RFR: 8333393: PhaseCFG::insert_anti_dependences can fail to raise LCAs and to add necessary anti-dependence edges [v5]

Tue Jan 21 00:51:37 UTC 2025

On Mon, 20 Jan 2025 10:41:44 GMT, Emanuel Peter <epeter at openjdk.org> wrote:

>> Thanks for the review @robcasloz!
>> 
>>> Given the presence of overlapping memory phis (memory phis that are placed in the same block and include aliasing memory slices), the general idea of this fix seems reasonable to me. As a more fundamental solution, it would be worth investigating (perhaps separately) the root cause of this overlap and exploring whether it is feasible to enforce disjointness (an invariant apparently assumed by the original PhaseCFG::insert_anti_dependences algorithm), at least during code generation.
>> 
>> Yes, I think it could be useful to investigate further. Based on my observations while working on this issue, the overlapping memory Phis likely result from loop peeling. However, the Phi overlap is not the sole cause of this issue, as the second example demonstrates.
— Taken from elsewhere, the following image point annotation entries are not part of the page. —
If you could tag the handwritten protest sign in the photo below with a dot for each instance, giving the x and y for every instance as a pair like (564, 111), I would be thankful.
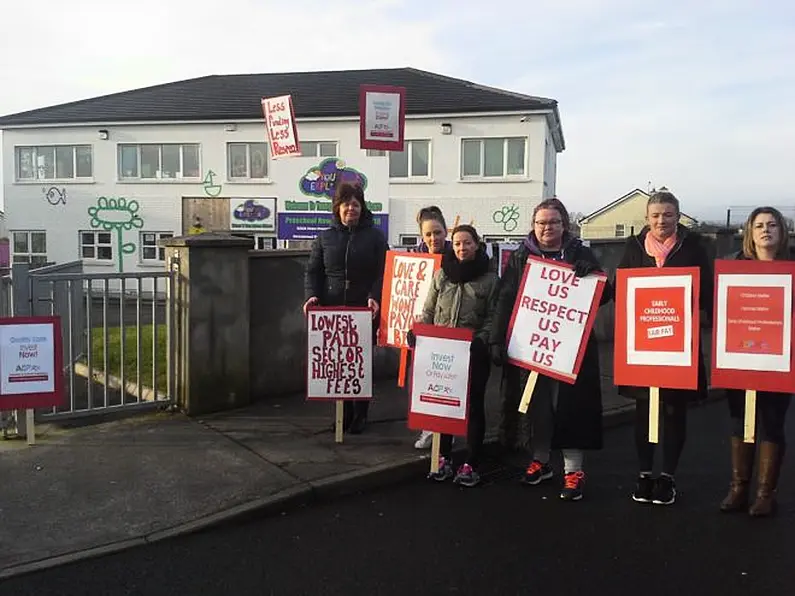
(407, 280)
(31, 361)
(656, 332)
(551, 321)
(382, 117)
(753, 331)
(280, 123)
I suggest we write an RFE and investigate in a separate issue.
>> 
>>> Does the comment above the definition of initial_mem require any update as part of this change?
>> 
>> Yes, thanks. Added now.
>
> @dlunde Thanks for the updates. I still struggle to understand the algorithm completely. Christian and I looked at it today for 1.5h. I think it may be best if we schedule a call to discuss this tomorrow.
> 
> We also thought that the documentation of the algorithm is a big difficult to understand (before your changes), and it would be nice if we could improve that now that we are digging into it anyway.
> 
> We are also not sure if the graph is sane before `insert_anti_dependences`. It would be nice if you could show us a graph that includes the CFG graph and the memory graph, so that it is a little easier to understand what happens. It is interesting that in Example 1, it seems that both the `Load` and `membar_release` are in the same `early` block.
> 
> We also wondered why the `membar_release` for the volatile byte ends up on the same slice as the int field. It's well possible that this is correct, but just less than optimal.

@eme64 `membar_release` aliases everything because it is a release barrier, it must prevent earlier loads from moving across it.

@dlunde IIUC the issue is that an anti-dependency search stops at `PhiNode`s while it must look through it because the memory is not dead at that `Phi` but it is killed later. The fact that the memory is alive at the `Phi` means that we do not make the load anti-dependent on the `Phi` but since we stop searching we fail to make the load anti-dependent on the memory kill later.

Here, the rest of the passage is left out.